Pour justifier de l’urgence d’une suspension de l’exécution de la décision en litige, le requérant fait valoir que son activité professionnelle dans le dépannage nécessite d’être détenteur de son permis de conduire. Il allègue également que son épouse est enceinte de son 5ème enfant et que son état de santé nécessite qu’il puisse conduire, pour l’accompagner à ses rendez-vous médicaux et gérer l’organisation familiale. Il ajoute que la décision en litige risque de le précariser et de mettre en difficulté l’entreprise MM C... dont il est le président.
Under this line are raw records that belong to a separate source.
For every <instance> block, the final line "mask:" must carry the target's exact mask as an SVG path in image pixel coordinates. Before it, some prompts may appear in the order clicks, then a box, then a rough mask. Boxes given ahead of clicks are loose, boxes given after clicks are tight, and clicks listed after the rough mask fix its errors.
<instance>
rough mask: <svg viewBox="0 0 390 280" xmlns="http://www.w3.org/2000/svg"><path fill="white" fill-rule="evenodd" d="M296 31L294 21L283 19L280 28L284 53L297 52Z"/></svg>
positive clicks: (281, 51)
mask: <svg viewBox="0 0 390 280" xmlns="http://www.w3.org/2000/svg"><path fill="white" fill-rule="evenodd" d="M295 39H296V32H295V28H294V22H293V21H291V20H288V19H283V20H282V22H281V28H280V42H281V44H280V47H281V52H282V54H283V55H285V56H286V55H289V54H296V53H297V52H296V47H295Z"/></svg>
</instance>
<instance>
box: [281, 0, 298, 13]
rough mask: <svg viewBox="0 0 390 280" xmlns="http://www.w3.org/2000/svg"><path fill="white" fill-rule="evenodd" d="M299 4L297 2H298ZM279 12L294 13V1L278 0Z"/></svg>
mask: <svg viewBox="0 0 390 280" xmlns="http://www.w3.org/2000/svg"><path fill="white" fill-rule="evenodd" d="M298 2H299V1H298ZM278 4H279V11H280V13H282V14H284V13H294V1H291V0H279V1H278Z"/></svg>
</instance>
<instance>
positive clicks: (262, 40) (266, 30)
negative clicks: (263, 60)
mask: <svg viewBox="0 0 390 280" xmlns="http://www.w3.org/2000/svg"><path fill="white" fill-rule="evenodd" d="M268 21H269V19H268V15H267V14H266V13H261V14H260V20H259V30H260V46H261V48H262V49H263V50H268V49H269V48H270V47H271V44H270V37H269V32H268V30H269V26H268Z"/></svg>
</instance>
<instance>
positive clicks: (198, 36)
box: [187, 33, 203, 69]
Il résulte toutefois de l’instruction que M. B... A... ne démontre pas que son activité professionnelle implique nécessairement la possession de son permis de conduire et qu’il ne serait pas en mesure d’assumer d’autres fonctions ne nécessitant pas d’être titulaire d’un permis de conduire en cours de validité. En outre, il ne démontre pas davantage que la possession du permis de conduire serait une condition pour que la société MM C... poursuive son activité, de sorte qu’il n’établit pas que la décision en litige risquerait de mettre en difficulté ladite société. Par ailleurs, il résulte de l’instruction que M. B... A... a fait l’objet d’une rétention de son permis de conduire dès le 14 novembre 2025, à la suite d’un excès de vitesse de plus de 40 km/h au-dessus de la limitation de vitesse autorisée, dont il reconnait la matérialité des faits et qui a conduit à la mesure en litige de suspension de son permis de conduire. Dès lors, la condition d’urgence, qui doit s’apprécier objectivement et globalement compte tenu des exigences de la sécurité routière, ne peut être tenue pour satisfaite. Par suite, il y a lieu de faire application de l’article L. 522-3 du code de justice administrative et de rejeter la requête de M. B... A... en toutes ses conclusions.
O R D O N N E :
Article 1er :
La requête de M. B... A... est rejetée.


Article 2 : La présente ordonnance sera notifiée à M. D... B... A....
Fait à Melun, le 27 février 2026.
La juge des référés,
Signé : A-L. ARASSUS
La République mande et ordonne au ministre de l’intérieur en ce qui le concerne ou à tous commissaires de justice à ce requis en ce qui concerne les voies de droit commun contre les parties privées, de pourvoir à l’exécution de la présente décision.